FM-Index Reveals the Reverse Suffix Array

Jun 2020

FM-Index Reveals the Reverse Suffix Array

Informatics Institute faculty member Prof. Dr. Oğuzhan Külekçi's coauthored paper titled “FM-index reveals the reverse suffix array, A. Ganguly, D. Gibney, S. Hooshmand, M.O. Kulekci, S.V. Thankachan” has been accepted to CPM’2020 – 31th Annual Symposium on Combinatorial Pattern Matching.

This work has been partially supported by the research fund of Istanbul Technical University under project number MGA-2019-42224.

Abstract:
Given a text T[1,n] over an alphabet Σ of size σ, the suffix array of T stores the lexicographic order of the suffixes of T. The suffix array needs Θ(nlogn) bits of space compared to the nlogσ bits needed to store T itself. A major breakthrough [FM–Index, FOCS’00] in the last two decades has been encoding the suffix array in near-optimal number of bits (≈ log σ bits per character). One can decode a suffix array value using the FM-Index in logO(1) n time.
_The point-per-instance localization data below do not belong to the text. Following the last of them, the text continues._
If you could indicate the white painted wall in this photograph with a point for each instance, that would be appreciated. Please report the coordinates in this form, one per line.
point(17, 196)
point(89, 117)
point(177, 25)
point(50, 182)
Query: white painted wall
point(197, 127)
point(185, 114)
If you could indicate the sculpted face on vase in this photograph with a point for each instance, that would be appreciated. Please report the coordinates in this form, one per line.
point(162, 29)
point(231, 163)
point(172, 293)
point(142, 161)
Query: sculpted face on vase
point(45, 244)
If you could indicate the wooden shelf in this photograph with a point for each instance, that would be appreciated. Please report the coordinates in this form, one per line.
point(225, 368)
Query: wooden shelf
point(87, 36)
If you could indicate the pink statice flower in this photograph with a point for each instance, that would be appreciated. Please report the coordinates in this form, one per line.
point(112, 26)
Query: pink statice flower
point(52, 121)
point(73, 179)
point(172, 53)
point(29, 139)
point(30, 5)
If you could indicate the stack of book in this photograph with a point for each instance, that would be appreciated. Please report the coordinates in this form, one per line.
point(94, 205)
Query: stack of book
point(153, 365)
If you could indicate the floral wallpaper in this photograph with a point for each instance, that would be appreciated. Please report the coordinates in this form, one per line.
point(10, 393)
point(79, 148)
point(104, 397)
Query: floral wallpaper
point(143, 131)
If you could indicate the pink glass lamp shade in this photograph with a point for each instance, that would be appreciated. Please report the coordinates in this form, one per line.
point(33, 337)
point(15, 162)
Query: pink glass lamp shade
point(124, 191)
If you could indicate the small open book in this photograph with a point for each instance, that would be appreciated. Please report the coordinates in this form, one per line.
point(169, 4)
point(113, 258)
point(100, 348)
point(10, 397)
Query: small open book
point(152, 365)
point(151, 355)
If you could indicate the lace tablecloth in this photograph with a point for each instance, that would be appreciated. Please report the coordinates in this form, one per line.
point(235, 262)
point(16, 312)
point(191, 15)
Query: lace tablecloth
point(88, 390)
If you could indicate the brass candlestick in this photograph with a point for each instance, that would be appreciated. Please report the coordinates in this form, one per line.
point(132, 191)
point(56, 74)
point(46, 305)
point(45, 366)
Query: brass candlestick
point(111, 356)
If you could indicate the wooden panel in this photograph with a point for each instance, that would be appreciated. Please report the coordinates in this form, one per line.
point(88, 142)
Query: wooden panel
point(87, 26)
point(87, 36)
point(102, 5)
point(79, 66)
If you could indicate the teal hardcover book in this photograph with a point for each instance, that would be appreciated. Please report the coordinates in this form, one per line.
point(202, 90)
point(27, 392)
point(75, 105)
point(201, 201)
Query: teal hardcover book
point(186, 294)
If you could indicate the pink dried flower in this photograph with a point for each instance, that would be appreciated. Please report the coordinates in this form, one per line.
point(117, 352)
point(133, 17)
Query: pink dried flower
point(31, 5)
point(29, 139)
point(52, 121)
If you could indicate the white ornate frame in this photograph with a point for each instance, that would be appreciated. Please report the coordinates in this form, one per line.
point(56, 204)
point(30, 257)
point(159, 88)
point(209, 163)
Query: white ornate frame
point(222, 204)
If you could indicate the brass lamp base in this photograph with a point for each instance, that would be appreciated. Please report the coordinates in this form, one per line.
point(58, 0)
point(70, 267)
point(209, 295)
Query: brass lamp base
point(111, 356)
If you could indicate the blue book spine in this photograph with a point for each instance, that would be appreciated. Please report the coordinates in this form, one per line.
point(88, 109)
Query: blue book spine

We study an extension of the problem in which we have to also decode the suffix array values of the reverse text. This problem has numerous applications such as in approximate pattern matching [Lam et al., BIBM’ 09]. Known approaches maintain the FM–Index of both the forward and the reverse text which drives up the space occupancy to 2n log σ bits (plus lower order terms). This brings in the natural question of whether we can decode the suffix array values of both the forward and the reverse text, but by using n log σ bits (plus lower order terms). We answer this question positively, and show that given the FM–Index of the forward text, we can decode the suffix array value of the reverse text in near logarithmic average time. Additionally, our experimental results are competitive when compared to the standard approach of maintaining the FM–Index for both the forward and the reverse text. We believe that applications that require both the forward and reverse text will benefit from our approach.